As Harry Potter gradually has to learn over the books and especially in this one that the dividing line between evil and good is empathy and choice, then my son has learned that fathers are flawed and fallible. And I that Son's walk their own path.

In Hogwarts we have the prefect plot device of showing how age enables wider choices and deeper struggles and it’s apt that the school is not central to the story this time reflecting that Harry has to grapple with adult life. The image of the school in the book has played a powerful part in my life as my son choose to go to a public school founded in the 16th century based in the country and with its own train station where the students wear cloaks and breeches and are divided into competing houses. As Harry as struggled to fit so my son has over the years; as Harry’s final struggle succeeds but in ways you don’t expect so my son has matured and succeeded in ways I didn’t expect.

So what will you find in this last book? Expect that the story and the consequences are darker. Discover that loose ends from the various stories are tied up. And that all that glitters is not gold. The pace is good and the need to give us information may slow the plot up at times but it’s not a major problem. And room for sequels? Not for the Harry Potter generation.
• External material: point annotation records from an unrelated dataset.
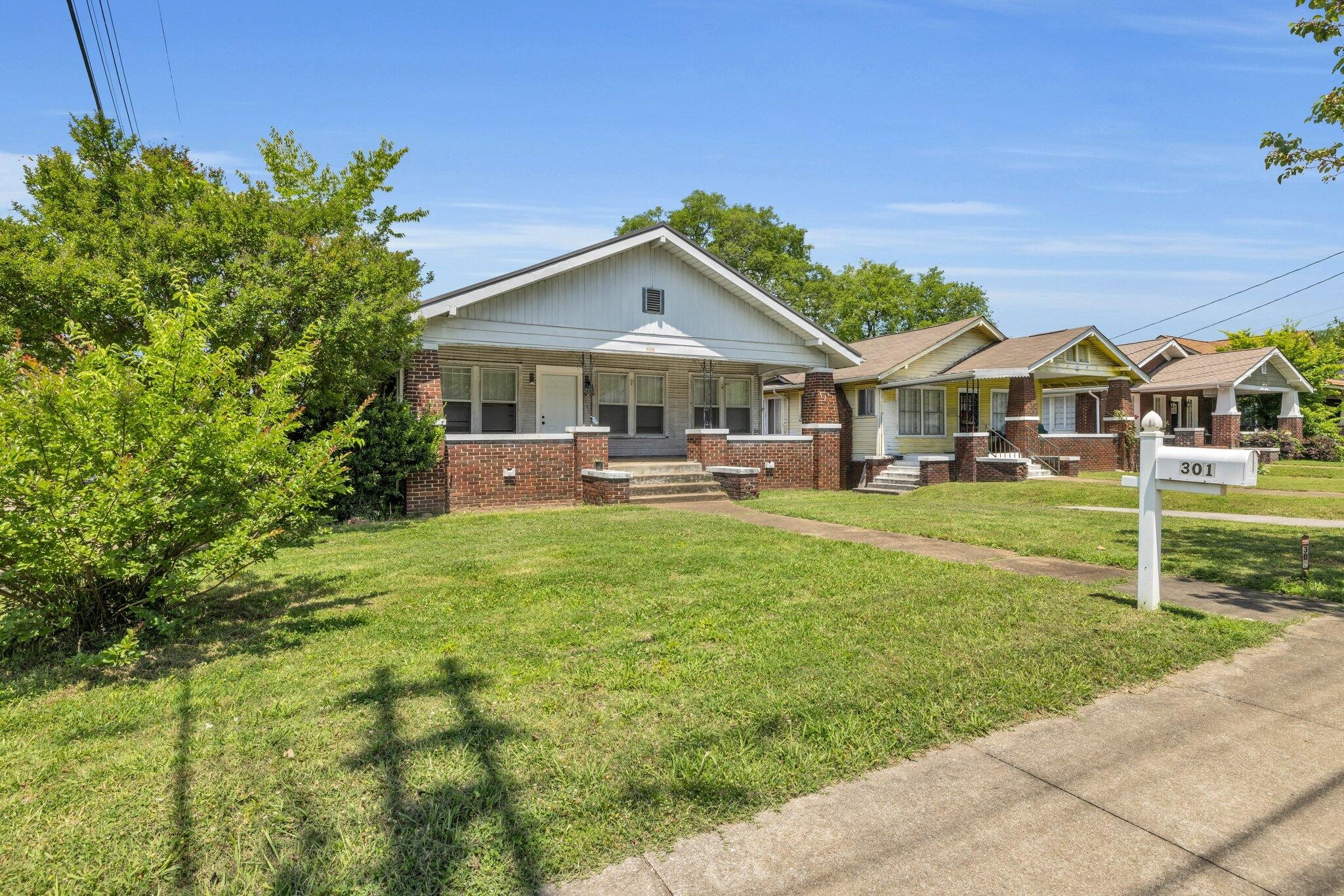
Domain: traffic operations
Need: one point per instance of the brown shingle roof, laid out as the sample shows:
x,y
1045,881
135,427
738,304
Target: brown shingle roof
x,y
1018,352
1218,369
883,352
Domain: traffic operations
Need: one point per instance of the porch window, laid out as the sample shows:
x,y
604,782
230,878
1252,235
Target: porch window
x,y
457,399
774,415
499,399
867,406
737,405
613,402
705,403
922,411
648,405
1059,413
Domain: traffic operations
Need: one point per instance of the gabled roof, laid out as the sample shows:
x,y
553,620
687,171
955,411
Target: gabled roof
x,y
1222,370
1024,354
1150,348
883,354
706,262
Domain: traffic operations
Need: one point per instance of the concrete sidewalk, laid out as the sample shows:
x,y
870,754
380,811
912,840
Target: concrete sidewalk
x,y
1223,779
1209,597
1299,521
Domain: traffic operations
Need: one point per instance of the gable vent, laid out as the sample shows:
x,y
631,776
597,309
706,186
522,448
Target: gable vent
x,y
652,300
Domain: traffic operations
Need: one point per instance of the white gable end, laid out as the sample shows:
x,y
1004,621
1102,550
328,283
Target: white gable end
x,y
598,308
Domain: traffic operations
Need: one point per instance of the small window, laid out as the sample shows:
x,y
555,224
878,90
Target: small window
x,y
737,405
705,403
648,405
613,402
866,402
499,399
652,300
457,399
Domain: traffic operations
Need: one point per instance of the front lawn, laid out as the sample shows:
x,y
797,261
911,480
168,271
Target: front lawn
x,y
487,702
1027,518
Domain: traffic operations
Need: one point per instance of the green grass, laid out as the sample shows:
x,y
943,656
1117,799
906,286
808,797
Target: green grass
x,y
487,702
1026,518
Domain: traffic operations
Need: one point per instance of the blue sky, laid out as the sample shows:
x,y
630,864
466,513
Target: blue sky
x,y
1085,163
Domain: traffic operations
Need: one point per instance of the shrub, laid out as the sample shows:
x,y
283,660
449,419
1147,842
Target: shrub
x,y
140,478
396,443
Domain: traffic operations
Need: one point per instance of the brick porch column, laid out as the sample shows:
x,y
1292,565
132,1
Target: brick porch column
x,y
969,446
423,388
1023,415
589,453
1291,417
823,422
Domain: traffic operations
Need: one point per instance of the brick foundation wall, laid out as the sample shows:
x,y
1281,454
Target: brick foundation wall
x,y
792,457
604,491
1226,430
1001,470
1095,453
934,472
969,446
740,487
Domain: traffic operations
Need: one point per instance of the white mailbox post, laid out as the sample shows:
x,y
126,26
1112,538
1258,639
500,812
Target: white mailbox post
x,y
1175,469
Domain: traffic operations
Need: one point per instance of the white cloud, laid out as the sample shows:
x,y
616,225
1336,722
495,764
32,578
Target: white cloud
x,y
971,207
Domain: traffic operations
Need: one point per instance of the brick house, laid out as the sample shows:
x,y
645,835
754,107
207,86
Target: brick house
x,y
1194,387
627,370
964,402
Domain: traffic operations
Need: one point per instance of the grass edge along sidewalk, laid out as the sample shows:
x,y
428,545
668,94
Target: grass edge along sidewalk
x,y
494,701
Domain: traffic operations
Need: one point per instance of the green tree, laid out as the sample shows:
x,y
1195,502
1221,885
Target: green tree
x,y
300,249
1285,151
1314,360
138,476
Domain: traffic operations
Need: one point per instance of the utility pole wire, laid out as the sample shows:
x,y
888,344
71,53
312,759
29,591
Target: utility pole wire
x,y
1264,304
1228,296
84,52
171,82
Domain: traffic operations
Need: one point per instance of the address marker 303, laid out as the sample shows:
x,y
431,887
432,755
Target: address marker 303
x,y
1163,468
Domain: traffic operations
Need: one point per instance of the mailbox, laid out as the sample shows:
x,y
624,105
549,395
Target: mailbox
x,y
1217,466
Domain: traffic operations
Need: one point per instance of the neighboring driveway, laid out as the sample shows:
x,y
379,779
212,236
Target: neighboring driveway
x,y
1223,779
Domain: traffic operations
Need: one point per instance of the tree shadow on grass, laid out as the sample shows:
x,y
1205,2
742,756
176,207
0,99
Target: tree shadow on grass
x,y
433,833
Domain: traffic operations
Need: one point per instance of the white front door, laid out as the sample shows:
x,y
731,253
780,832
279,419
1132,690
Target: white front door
x,y
556,399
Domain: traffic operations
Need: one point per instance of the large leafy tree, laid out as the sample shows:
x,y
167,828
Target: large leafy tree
x,y
137,476
1316,360
860,301
300,247
1288,152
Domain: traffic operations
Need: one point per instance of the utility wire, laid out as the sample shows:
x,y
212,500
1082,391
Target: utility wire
x,y
1230,296
102,60
171,82
84,52
1255,308
119,69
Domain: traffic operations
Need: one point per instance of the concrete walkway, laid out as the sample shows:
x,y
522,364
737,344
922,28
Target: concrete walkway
x,y
1299,521
1200,596
1223,779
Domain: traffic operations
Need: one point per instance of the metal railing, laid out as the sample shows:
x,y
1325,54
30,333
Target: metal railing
x,y
999,443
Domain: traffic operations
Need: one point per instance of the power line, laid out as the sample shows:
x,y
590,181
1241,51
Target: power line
x,y
84,52
1230,296
1255,308
174,83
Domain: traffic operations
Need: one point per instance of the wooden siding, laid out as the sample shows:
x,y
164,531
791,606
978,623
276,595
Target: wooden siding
x,y
598,308
677,393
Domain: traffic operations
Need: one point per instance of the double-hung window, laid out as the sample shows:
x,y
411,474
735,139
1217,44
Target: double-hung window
x,y
457,399
613,402
922,411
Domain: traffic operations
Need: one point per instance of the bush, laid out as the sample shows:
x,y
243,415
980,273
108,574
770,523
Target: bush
x,y
1319,448
396,443
137,479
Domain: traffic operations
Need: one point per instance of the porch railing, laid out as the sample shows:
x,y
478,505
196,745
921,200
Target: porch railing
x,y
999,443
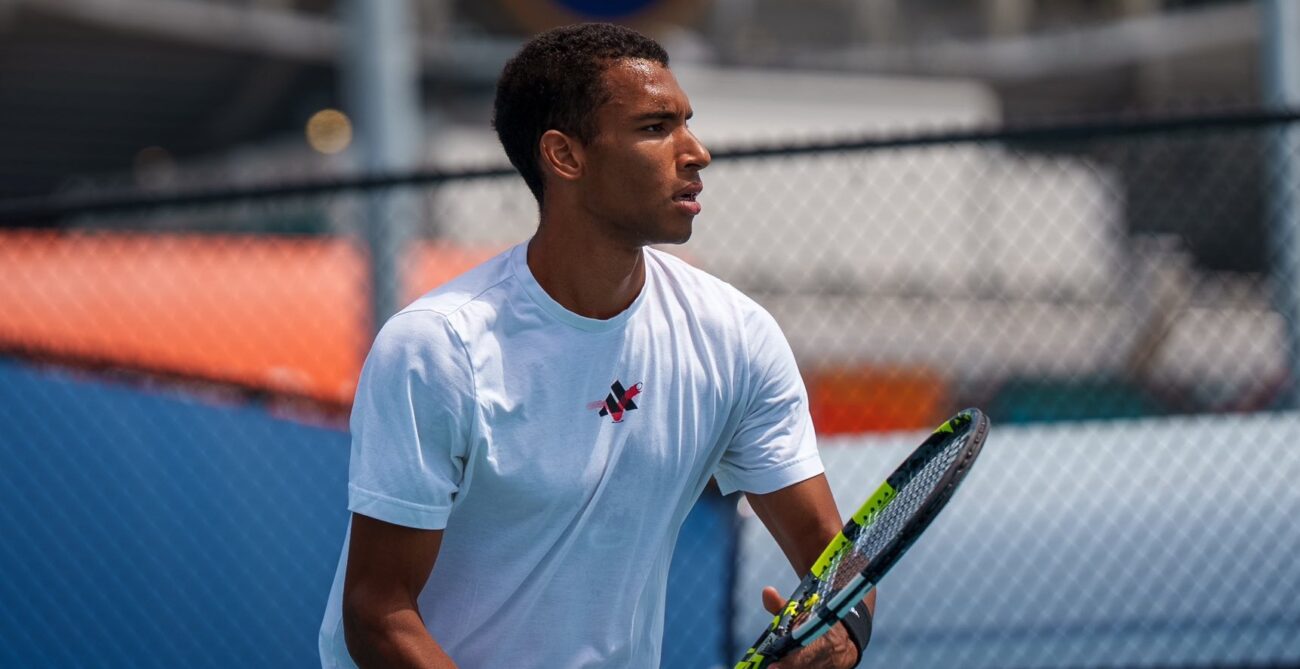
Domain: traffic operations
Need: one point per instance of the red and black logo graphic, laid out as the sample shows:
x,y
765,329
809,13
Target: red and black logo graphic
x,y
618,402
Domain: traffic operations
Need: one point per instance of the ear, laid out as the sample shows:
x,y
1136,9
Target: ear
x,y
562,155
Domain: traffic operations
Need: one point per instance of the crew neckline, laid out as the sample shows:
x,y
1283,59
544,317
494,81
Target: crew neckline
x,y
519,264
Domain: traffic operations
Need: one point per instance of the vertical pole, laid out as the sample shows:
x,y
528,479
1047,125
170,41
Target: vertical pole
x,y
381,86
1281,65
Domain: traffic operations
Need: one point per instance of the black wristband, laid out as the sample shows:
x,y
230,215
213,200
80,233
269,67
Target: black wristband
x,y
858,625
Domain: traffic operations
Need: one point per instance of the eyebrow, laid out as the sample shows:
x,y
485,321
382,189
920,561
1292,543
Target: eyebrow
x,y
663,114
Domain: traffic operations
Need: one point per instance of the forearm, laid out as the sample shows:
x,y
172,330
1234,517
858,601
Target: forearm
x,y
397,639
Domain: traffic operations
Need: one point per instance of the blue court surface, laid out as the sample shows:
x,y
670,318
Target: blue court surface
x,y
151,529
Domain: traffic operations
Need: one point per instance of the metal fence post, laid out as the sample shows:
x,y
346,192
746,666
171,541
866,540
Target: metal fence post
x,y
381,77
1281,65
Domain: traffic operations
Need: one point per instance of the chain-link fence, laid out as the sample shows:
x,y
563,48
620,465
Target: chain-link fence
x,y
177,373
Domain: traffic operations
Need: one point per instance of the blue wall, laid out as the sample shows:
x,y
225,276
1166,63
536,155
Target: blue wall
x,y
150,529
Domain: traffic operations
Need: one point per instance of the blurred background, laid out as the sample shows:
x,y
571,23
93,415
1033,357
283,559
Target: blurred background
x,y
1078,214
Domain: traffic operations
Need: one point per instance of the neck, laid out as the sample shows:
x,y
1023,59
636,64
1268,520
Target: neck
x,y
583,268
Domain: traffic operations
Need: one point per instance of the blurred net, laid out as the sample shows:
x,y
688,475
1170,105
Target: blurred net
x,y
176,382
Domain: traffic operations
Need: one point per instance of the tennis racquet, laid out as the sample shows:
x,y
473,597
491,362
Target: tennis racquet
x,y
874,539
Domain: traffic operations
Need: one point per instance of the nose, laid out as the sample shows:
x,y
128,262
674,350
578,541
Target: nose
x,y
693,155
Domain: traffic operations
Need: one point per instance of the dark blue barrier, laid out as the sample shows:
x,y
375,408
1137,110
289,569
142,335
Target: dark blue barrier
x,y
150,529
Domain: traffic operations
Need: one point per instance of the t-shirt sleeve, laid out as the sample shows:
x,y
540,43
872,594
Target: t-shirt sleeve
x,y
774,444
411,424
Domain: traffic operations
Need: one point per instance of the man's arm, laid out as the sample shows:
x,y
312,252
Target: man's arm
x,y
388,567
804,518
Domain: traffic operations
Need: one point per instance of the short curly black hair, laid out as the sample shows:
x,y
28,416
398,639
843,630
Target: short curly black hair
x,y
554,83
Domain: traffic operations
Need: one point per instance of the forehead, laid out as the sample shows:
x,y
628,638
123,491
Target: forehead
x,y
637,86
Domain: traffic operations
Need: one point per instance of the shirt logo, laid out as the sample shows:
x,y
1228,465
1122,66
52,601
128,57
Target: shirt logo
x,y
618,402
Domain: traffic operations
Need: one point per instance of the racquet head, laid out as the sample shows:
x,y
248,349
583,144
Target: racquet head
x,y
874,539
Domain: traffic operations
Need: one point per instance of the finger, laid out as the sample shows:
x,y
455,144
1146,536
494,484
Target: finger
x,y
772,600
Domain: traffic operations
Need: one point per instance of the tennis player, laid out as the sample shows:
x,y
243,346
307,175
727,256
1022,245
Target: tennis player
x,y
528,438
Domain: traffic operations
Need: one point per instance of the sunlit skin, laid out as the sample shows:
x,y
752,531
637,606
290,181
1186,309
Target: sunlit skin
x,y
603,201
623,190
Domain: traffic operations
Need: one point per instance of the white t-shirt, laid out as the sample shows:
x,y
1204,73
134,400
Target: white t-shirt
x,y
562,454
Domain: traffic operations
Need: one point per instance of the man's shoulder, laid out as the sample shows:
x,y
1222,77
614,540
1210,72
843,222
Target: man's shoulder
x,y
700,286
467,289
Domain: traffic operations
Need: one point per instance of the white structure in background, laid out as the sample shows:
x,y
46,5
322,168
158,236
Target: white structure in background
x,y
882,244
857,216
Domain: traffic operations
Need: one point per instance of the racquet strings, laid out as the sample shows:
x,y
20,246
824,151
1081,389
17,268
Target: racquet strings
x,y
879,533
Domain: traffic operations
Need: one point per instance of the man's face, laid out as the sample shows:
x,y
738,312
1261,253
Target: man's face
x,y
642,172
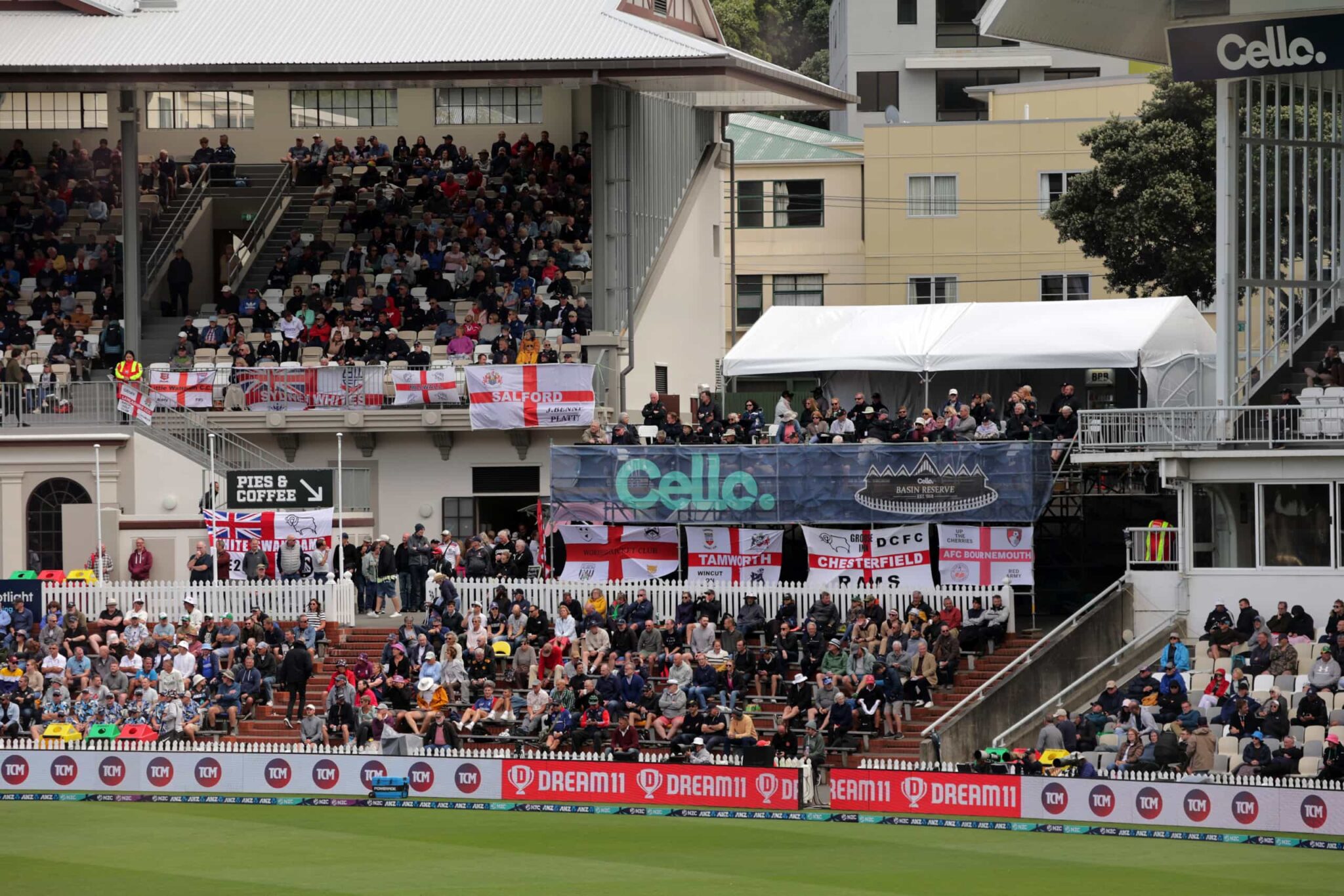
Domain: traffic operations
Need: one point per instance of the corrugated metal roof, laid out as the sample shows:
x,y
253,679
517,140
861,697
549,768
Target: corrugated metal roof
x,y
764,138
264,33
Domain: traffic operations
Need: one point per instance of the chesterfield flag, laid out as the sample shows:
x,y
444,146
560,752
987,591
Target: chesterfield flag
x,y
530,396
135,403
897,556
620,552
436,386
183,388
722,554
232,531
986,555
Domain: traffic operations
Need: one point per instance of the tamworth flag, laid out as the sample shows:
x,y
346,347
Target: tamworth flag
x,y
230,531
619,552
898,556
730,555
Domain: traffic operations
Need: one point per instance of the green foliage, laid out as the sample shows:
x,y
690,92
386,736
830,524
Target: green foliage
x,y
1148,207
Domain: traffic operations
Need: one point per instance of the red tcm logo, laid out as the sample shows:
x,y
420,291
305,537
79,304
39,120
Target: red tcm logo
x,y
1101,800
326,774
1245,807
468,778
209,773
64,771
15,770
1196,805
112,771
1054,798
159,773
277,773
373,769
423,777
1313,812
1150,802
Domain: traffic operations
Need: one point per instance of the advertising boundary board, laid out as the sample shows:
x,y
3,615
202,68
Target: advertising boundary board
x,y
648,812
1100,801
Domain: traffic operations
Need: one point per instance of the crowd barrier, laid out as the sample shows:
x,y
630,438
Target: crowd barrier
x,y
432,777
1238,805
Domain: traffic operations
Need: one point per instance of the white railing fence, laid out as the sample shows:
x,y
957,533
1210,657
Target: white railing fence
x,y
665,594
280,600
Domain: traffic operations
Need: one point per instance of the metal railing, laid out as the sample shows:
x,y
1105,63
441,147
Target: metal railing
x,y
1026,657
1151,547
260,229
1112,662
1194,429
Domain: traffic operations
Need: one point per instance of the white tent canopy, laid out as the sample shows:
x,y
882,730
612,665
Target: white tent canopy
x,y
919,339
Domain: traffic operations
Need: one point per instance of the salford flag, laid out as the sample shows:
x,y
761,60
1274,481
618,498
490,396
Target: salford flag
x,y
619,552
895,556
233,533
135,403
722,554
528,396
183,388
436,386
986,555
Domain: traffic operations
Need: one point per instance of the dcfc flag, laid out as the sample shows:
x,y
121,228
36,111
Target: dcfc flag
x,y
528,396
897,556
722,554
986,555
619,552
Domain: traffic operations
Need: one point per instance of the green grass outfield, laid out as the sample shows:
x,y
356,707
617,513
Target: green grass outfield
x,y
70,848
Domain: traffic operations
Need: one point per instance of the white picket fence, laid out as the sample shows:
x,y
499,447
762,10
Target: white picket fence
x,y
280,600
667,593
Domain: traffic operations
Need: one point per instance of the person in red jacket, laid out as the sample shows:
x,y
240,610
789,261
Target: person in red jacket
x,y
140,563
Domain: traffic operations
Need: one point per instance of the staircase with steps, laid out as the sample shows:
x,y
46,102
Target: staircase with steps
x,y
347,644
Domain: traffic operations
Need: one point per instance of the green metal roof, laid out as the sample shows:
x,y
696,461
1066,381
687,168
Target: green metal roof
x,y
766,138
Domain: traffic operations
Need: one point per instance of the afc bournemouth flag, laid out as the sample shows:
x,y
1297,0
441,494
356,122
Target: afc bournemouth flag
x,y
897,556
986,554
184,388
135,403
619,552
436,386
730,555
527,396
232,531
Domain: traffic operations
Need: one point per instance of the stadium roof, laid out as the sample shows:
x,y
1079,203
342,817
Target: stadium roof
x,y
765,138
352,42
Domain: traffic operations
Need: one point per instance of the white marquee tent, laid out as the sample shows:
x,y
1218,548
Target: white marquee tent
x,y
1158,335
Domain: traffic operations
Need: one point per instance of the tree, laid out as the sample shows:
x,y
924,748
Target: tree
x,y
1148,209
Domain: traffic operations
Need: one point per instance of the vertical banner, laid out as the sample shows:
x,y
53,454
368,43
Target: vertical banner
x,y
620,552
986,554
530,396
897,556
233,531
722,554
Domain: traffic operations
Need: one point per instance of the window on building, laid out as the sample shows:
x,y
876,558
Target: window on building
x,y
750,298
956,26
878,91
488,106
188,109
797,289
342,108
1069,74
955,104
932,291
52,112
1053,186
459,518
932,197
1057,288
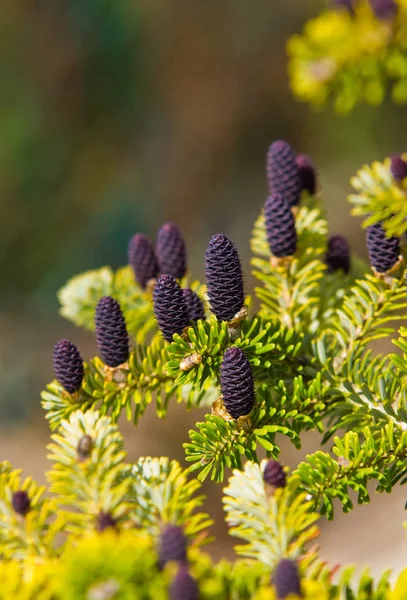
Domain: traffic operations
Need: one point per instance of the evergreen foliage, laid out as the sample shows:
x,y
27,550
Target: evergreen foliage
x,y
295,357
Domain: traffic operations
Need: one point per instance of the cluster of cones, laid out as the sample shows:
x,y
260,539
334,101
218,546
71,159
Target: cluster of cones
x,y
162,268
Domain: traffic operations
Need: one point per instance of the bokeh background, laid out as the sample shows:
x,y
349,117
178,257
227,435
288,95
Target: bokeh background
x,y
117,116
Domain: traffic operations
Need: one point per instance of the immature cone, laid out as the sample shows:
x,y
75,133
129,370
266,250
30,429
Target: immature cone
x,y
224,278
84,447
236,383
280,226
170,308
111,332
194,304
345,4
184,586
307,173
286,579
338,254
274,474
398,168
21,502
172,545
383,251
142,259
104,520
68,366
171,253
384,9
282,172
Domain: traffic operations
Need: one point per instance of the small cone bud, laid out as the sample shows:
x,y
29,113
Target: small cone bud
x,y
236,382
383,251
111,332
280,226
171,252
224,278
21,502
282,172
194,304
68,366
170,308
142,259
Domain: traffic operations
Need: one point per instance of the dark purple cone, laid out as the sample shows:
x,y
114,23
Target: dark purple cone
x,y
84,447
236,383
280,226
274,475
195,307
384,9
170,308
307,173
224,278
104,520
68,366
282,172
383,251
398,168
21,502
286,579
111,332
170,250
338,254
184,586
142,259
349,4
172,545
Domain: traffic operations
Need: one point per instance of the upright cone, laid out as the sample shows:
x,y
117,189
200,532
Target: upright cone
x,y
282,172
224,278
111,332
170,308
236,383
171,252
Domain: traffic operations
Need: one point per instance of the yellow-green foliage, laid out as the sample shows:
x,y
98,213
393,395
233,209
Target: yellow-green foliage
x,y
350,58
380,198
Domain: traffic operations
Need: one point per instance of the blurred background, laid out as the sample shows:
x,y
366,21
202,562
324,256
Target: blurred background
x,y
118,116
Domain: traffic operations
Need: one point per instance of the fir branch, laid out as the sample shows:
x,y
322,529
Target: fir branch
x,y
164,495
273,527
380,198
382,455
89,486
291,290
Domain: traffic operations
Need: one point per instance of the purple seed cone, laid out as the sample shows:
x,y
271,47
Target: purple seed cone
x,y
338,254
111,332
349,4
286,579
383,251
104,521
195,307
171,253
21,502
84,447
224,278
398,168
307,173
236,383
274,475
384,9
282,172
142,259
280,226
170,308
172,545
68,366
184,586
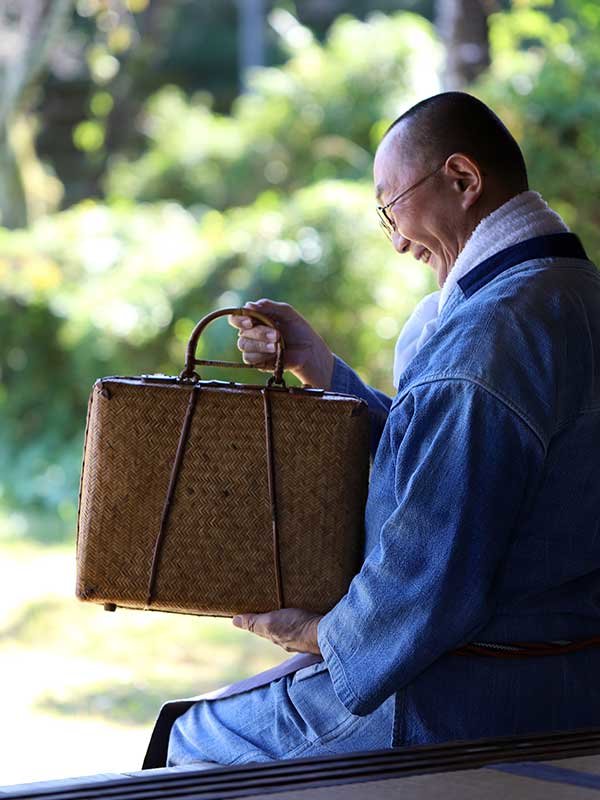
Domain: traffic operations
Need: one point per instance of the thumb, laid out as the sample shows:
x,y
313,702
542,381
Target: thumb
x,y
242,620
If you love the books and the way it has engaged children in their millions to read then you won’t be disappointed. I have yet to see an author who can draw 250,000 children, adults and families out on a cold and rainy evening in the UK. My son wanted to take part in the last Pottermaina so we went and in a most un-English way chatted to good nature strangers in the crowds. And had more conversation and fun with my son then in years- adolescent boy…you know what I mean. This for me answers those critics who carp from the Christian right or the Literary elite. Its fun and so its not gourmet writing, what’s wrong with writing that’s a good pizza with friends. It might not change your life but it’s what makes life worth living.